Background: OpenAFS is vulnerable to crashing in the linux kernel symlink
code when running on kernel versions between 2.6.10 to 2.6.12. This also
includes all RHEL4 kernels, because RHEL4 includes the code from 2.6.10. The
problem is that the symlink text caching API, page_follow_link() et al, is
unsuitable for network filesystems where the page cache may be invalidated
in parallel with a path lookup.
This crash can be triggered easily by doing a bunch of path lookups
involving symlinks (e.g., stat() on various files pointed to through links),
while simultaneously running 'fs flushvol' on the volume containing the
symlinks.
The simplest way to fix this problem is to disable the use of symlink text
caching when the kernel does not provide a usable symlink API.
Based on Chris Wing's analysis which stated in part:
GFP_NOFS tells the allocator not to recurse back into the filesystem if it's
necessary to free up memory. However, vmalloc() does not have such an
option.

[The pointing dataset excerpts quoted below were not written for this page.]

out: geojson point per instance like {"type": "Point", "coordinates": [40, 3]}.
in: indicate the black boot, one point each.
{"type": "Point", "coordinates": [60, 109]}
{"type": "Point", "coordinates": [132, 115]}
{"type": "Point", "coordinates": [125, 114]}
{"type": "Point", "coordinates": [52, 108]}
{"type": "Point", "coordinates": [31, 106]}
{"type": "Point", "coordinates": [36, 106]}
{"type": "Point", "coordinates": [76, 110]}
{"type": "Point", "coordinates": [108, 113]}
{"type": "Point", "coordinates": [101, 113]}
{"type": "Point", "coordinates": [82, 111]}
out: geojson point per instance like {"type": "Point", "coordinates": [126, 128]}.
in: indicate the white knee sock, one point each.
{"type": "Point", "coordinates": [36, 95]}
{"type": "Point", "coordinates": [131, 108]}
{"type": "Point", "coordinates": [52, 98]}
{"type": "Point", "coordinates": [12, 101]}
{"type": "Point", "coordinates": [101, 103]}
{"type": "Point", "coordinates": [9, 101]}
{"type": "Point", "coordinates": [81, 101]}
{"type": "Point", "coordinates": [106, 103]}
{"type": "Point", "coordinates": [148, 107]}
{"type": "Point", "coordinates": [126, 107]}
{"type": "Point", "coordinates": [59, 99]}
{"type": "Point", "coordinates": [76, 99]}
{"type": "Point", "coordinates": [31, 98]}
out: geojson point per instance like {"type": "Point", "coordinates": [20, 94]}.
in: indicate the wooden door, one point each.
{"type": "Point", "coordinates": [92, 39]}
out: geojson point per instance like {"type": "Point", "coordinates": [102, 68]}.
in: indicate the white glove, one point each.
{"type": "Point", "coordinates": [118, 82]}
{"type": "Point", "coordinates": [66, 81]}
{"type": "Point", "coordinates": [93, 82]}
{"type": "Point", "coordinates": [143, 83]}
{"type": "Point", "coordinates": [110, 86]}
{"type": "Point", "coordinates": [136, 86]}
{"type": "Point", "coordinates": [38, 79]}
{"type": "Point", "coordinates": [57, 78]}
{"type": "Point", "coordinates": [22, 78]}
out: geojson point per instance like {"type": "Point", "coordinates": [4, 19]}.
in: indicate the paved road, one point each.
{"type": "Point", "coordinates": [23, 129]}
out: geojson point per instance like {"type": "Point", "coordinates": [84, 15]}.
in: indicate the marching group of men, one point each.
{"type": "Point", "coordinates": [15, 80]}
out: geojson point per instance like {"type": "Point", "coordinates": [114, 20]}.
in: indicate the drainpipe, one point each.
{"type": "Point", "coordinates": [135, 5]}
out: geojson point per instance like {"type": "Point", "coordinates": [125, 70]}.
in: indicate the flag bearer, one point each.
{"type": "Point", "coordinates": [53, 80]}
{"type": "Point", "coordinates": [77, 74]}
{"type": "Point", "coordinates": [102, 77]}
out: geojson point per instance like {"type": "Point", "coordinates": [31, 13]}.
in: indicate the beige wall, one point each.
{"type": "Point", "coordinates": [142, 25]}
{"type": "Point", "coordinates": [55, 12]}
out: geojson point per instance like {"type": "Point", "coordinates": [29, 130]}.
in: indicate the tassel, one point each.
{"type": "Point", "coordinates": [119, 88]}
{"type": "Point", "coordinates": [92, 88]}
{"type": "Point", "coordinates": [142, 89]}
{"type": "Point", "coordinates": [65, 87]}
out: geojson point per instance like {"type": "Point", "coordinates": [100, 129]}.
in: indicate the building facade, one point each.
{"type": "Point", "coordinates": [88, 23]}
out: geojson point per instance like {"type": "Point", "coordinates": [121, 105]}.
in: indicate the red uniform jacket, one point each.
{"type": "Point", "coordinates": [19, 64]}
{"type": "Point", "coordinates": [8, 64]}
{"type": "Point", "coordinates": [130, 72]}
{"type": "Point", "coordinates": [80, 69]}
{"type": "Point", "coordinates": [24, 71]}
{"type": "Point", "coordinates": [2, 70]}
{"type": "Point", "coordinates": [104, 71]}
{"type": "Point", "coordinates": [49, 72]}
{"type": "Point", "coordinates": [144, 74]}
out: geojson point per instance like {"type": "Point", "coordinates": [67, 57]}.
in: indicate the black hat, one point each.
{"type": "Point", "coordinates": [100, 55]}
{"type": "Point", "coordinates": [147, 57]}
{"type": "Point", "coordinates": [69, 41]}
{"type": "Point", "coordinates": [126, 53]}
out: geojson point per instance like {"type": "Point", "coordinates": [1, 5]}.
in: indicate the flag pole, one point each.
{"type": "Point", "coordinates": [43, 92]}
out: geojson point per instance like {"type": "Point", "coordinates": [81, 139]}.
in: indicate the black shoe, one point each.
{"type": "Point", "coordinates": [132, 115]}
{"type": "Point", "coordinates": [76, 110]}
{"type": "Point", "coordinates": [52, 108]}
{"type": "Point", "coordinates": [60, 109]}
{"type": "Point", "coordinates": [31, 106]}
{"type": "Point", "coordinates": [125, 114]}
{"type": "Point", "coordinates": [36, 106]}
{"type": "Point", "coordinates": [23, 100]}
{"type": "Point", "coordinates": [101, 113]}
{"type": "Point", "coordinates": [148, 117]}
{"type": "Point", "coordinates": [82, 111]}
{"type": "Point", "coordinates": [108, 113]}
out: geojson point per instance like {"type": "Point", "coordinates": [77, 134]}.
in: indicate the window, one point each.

Therefore, calling osi_Alloc() to request more than a page of
memory may end up recursing back into AFS to try to free unused inodes or
dentries.
In this case, what happened was that osi_Alloc() is called within an
AFS_GLOCK(); osi_Alloc() calls vmalloc() which tries to free dentry objects,
which then calls back into the AFS module. Unfortunately, AFS_GLOCK() is
already held and we deadlock.
The afskfw library contains an unprotected call to krb5_free_context
which can result in krb5_free_context being called with a NULL pointer.
MIT's Kerberos libraries do not check that the pointer is non-NULL and
will attempt to use it as a valid pointer which will in turn result
in an invalid memory access error.
This library is used by afslogon.dll which is loaded by winlogon.exe.
If the krb5 profile is invalid, the krb5_init_context call will fail
to allocate a krb5_context structure which can then result in
krb5_free_context being called with a NULL pointer.
An unhandled exception within winlogon.exe will cause a blue screen event
on Windows 2000, XP and 2003.
add a new Windows only pioctl VIOC_PATH_AVAILABILITY that is used
to query the server status for a specified path. Return values
include:
online
offline
all busy
all down
not afs
Fix eventlog reporting. Do not attempt to log an event if the event
source registration fails. Use DebugEvent0 instead of DebugEvent
when there are no parameters.
Modify the LOOKUPKEYCHAIN macro to recognize ERROR_MORE_DATA errors.
Fix the reading of Domain specific configuration for LogonScript and
TheseCells. Previously the dwSize value was being overwritten so that
subsequent RegQueryValueEx call would fail.
Fix a memory leak in the TheseCells reading code.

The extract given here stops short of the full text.